In this dissertation, our goal was to design dual-function delivery vector based on BENSpm that can function as a gene delivery vector and, after intracellular degradation, as an active anticancer agent targeting dysregulated polyamine metabolism. We first demonstrated strong synergism between BENSpm and a potential therapeutic gene product TRAIL. Strong synergism was obtained in both estrogen-dependent MCF-7 breast cancer cells and triple-negative MDA-MB-231 breast cancer cells. Significant dose reduction of TRAIL in combination with BENSpm in MDA-MB-231 cells, together with the fact that BENSpm rendered MCF-7 cells more sensitive to TRAIL treatment verified our rationale of designing BENSpm-based delivery platform. This was expected to be beneficial for overcoming drug resistance in chemotherapy, as well as boosting the therapeutic effect of therapeutic genes.

We first designed a lipid-based BENSpm dual vector (Lipo-SS-BEN) capable of intracellular release of BENSpm using thiolytically sensitive dithiobenzyl carbamate linker. Similar activity on SSAT enzyme induction by Lipo-SS-BEN compared with BENSpm free drug verified the success of this prodrug design. Biodegradability of Lipo-SS-BEN contributed to decreased toxicity compared with nondegradable control LipoBEN. However, decreased enhancement of TRAIL activity was observed for Lipo-SS-BEN when compared with BENSpm, indicating that the lipid-related toxicity diminished the synergism. In addition, compared with LipoBEN and DOTAP, decreased transfection efficiency of Lipo-SS-BEN demonstrated instability of Lipo-SS-BEN in extracellular environment.

In order to design a dual delivery vector with reduced vector toxicity and improved linker stability, we employed dendritic polyglycerol (PG) as a safe carrier backbone, onto which BENSpm was conjugated through carbamate linkage (PG-BEN). Polymers with norspermine (PG-Nor) shell and amine-terminated PG (PG-NH2) were synthesized as controls. The BENSpm dual vector PG-BEN demonstrated superior gene delivery function, and showed decreased toxicity compared with the control polymers. However, compared with BENSpm, which depleted all natural polyamines, PG-BEN only down-regulated intracellular putrescine levels. In addition, no free BENSpm was detected in PG-BEN treated cells. These results suggested that in order to take full advantage of BENSpm anticancer activity, alternative linker chemistry needs to be further explored.
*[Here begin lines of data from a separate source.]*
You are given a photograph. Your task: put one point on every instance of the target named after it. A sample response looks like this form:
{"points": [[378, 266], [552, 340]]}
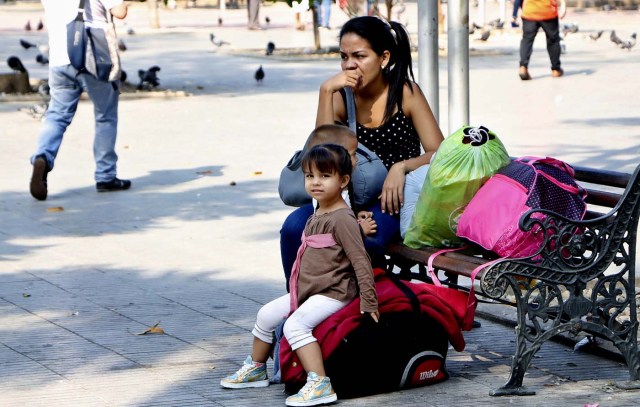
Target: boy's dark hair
{"points": [[329, 158], [329, 134], [387, 36]]}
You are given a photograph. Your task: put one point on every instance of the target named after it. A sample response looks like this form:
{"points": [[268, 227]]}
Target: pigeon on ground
{"points": [[486, 33], [43, 48], [629, 44], [259, 75], [149, 78], [15, 64], [27, 44], [570, 28], [614, 38], [596, 36], [497, 23], [42, 59], [270, 48], [218, 43]]}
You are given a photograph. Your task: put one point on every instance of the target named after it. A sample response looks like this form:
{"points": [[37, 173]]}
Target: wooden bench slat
{"points": [[602, 177], [459, 263], [602, 198]]}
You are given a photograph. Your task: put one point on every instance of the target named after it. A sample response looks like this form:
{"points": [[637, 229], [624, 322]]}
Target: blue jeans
{"points": [[66, 87], [324, 12], [293, 226], [530, 29]]}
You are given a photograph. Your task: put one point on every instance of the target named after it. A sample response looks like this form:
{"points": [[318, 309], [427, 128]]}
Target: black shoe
{"points": [[113, 185], [38, 185]]}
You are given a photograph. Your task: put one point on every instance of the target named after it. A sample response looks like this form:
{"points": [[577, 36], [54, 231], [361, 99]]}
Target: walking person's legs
{"points": [[253, 9], [104, 96], [529, 31], [552, 31], [517, 4], [65, 91]]}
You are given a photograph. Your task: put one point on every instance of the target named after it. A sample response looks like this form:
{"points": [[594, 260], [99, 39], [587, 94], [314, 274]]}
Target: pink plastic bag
{"points": [[491, 218]]}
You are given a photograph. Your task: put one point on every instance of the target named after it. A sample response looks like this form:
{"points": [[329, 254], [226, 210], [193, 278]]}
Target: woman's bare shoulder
{"points": [[412, 97]]}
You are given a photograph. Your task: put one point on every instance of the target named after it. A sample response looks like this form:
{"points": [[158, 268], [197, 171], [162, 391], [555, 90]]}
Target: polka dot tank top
{"points": [[393, 141]]}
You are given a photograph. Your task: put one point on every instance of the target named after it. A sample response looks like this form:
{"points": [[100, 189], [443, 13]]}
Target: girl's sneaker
{"points": [[316, 391], [249, 375]]}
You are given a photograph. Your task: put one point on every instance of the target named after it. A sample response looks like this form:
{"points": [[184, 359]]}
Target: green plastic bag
{"points": [[465, 160]]}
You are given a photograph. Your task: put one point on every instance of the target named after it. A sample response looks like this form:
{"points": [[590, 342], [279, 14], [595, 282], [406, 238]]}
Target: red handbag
{"points": [[462, 304]]}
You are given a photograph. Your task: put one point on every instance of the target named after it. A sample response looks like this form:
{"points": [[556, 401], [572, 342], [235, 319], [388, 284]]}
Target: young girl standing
{"points": [[331, 269]]}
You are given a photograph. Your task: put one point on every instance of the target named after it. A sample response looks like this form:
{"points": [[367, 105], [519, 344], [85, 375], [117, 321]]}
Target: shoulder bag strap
{"points": [[80, 16], [351, 108]]}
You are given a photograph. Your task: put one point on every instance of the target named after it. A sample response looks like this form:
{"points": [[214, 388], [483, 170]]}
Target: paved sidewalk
{"points": [[188, 250]]}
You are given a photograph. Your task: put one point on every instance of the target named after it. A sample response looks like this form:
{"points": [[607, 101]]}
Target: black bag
{"points": [[406, 349], [403, 350], [93, 50], [367, 178], [77, 39]]}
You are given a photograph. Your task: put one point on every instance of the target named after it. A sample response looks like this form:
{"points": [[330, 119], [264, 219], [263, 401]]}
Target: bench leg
{"points": [[519, 365], [529, 340], [629, 349]]}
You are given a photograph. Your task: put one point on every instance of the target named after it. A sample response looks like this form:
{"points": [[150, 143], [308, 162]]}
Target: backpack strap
{"points": [[351, 108], [80, 16]]}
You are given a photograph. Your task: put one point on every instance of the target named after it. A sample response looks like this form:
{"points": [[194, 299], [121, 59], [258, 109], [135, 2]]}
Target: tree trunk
{"points": [[316, 30], [154, 17]]}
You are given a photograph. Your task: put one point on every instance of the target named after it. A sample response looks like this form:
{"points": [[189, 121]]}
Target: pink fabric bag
{"points": [[491, 218]]}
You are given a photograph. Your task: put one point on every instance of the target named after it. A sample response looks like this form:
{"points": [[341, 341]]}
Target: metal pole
{"points": [[428, 53], [458, 61], [503, 11], [482, 14]]}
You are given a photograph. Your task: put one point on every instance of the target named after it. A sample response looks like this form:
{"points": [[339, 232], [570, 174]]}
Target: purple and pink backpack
{"points": [[491, 217]]}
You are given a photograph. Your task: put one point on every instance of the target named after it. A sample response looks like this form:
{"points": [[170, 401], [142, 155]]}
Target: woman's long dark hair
{"points": [[392, 37]]}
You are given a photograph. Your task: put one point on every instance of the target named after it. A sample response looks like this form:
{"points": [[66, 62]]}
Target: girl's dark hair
{"points": [[390, 36], [331, 158]]}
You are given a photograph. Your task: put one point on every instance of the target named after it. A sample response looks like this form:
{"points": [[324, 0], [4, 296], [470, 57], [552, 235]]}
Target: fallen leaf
{"points": [[155, 329]]}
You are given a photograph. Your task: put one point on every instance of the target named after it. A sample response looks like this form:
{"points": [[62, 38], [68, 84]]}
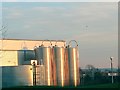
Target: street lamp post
{"points": [[111, 58]]}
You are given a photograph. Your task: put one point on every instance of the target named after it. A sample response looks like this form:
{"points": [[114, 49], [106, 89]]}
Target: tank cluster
{"points": [[61, 63]]}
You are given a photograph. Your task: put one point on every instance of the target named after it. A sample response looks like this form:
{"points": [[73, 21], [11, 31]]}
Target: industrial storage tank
{"points": [[17, 76], [73, 58], [43, 53], [59, 57]]}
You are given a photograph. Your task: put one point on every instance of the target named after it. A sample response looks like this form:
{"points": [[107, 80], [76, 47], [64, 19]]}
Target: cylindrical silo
{"points": [[44, 53], [73, 58], [59, 56], [13, 76]]}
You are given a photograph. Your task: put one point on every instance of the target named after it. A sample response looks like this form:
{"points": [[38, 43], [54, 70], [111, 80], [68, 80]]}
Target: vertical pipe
{"points": [[75, 73], [62, 71], [48, 64]]}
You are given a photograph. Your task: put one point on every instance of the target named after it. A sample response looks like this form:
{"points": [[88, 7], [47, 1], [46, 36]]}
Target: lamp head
{"points": [[111, 58]]}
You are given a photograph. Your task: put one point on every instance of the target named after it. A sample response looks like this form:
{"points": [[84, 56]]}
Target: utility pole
{"points": [[111, 58]]}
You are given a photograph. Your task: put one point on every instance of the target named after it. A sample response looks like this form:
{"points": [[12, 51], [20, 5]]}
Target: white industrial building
{"points": [[38, 62]]}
We then incorporated bis(2-hydroxyethyl) disulfide as a self-immolative linker to synthesize polymer prodrugs of BENSpm (DSS-BEN). The proposed mechanism of BENSpm release from DSS-BEN contains two steps: disulfide bond is first cleaved in the reducing intracellular space, then the intermediate further undergoes slow intramolecular cyclization to release free BENSpm. Cell line-dependent BENSpm release after DSS-BEN treatment was observed using HPLC analysis, demonstrating the success of our linker strategy. DSS-BEN showed comparable transfection efficiency as polyethylenimine and showed decreased toxicity in several cell lines compared with the nondegradable control DCC-BEN. We further demonstrated that DSS-BEN could act synergistically with several therapeutic agents, making it a promising delivery platform for combination therapy in cancer. In all, we have successfully developed a dual delivery vector based on BENSpm, which fulfills its function as a gene delivery vector as well as a prodrug of BENSpm, and possesses synergistic potential to augment the effect of the co-delivered agents.